Se come muito bem e muito barato em Berlim. A infinidade de restaurantes na região do Mitte onde ficamos hospedados era incrível. As comidas asiáticas e árabes são muito apreciadas e eu, como já fui parar na Tailândia e no Vietnã por causa da comida, aproveitei muito!

Aí vão as dicas: o Monsier Vuong é sem dúvida o mais famosinho de todos e a sua especialidade é vietnamita, nessa mesma linha o Fam Dang (Torstrasse 125, Mitte, U Rosenthaler Platz) parece menos conhecido assim, além de bom é mais econômico ainda.

Ambiente no Monsieur Vuong

Noodles no Monsieur Vuong

Na mesma linha tem o também asiático Transit e a rede indiana Amrit. No Amrit a comida é ótima e as porções fartas.

Por fim fomos a dois árabes, que como se diz na Itália, “da non perdere”. O Hasir e o Esra (Oranienburger Str. 87, Mitte, S-Hackescher Markt), esse último mais simples é ótimo para um almoço árabe rápido que não seja kebab. A região da Oranienstrasse é ótima para restaurantes árabes e doces turcos.

Almoço no Esra

Doces Turcos

Comemos também muita wuster. Tanto nos cachorros-quentes dos mercados de Natal como nos inúmeros quiosques de CurryWurst da cidade. É a comida mais típica de Berlim. A salsicha normalmente vêm acompanhada de pão ou batatas fritas e em cima colocam o curry indiano amarelo.

CurryWurst

A batata Kartoffelpufferé também muito boa, é frita e acompanha um molho de maças. Comi uma no andar de comidas da KaDeWe, ótima.

Kartoffelpuffer

Em relação a comida típica a dica foi do meu amigo alemão e a indicação foi um restaurante chamado Austria (Bergmannstr. 30, U-Gneisenaustr) muito apreciado pelo Schnitzel.
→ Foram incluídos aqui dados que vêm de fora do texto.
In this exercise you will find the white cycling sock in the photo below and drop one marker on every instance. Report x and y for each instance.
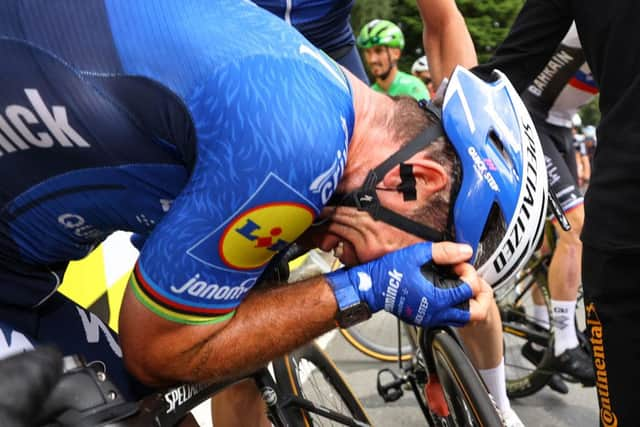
(541, 315)
(563, 313)
(495, 380)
Optamos por pedir só um e dividir. Ainda bem! Olhem só o tamanho do pratinho!

Schnitzel no Austria

A VOLTA PRA CASA…

Depois de seis dias ótimos ao voltar para Roma, ainda no aeroporto, precisamos passar por um processo de descongelamento das asas do avião. Vivendo e aprendendo. Como consegui deletar meu vídeo coloco um outro que encontrei no youtube muito parecido e que dá idéia do procedimento. Agora finalmente entendo como se viaja mesmo com as baixas temperaturas!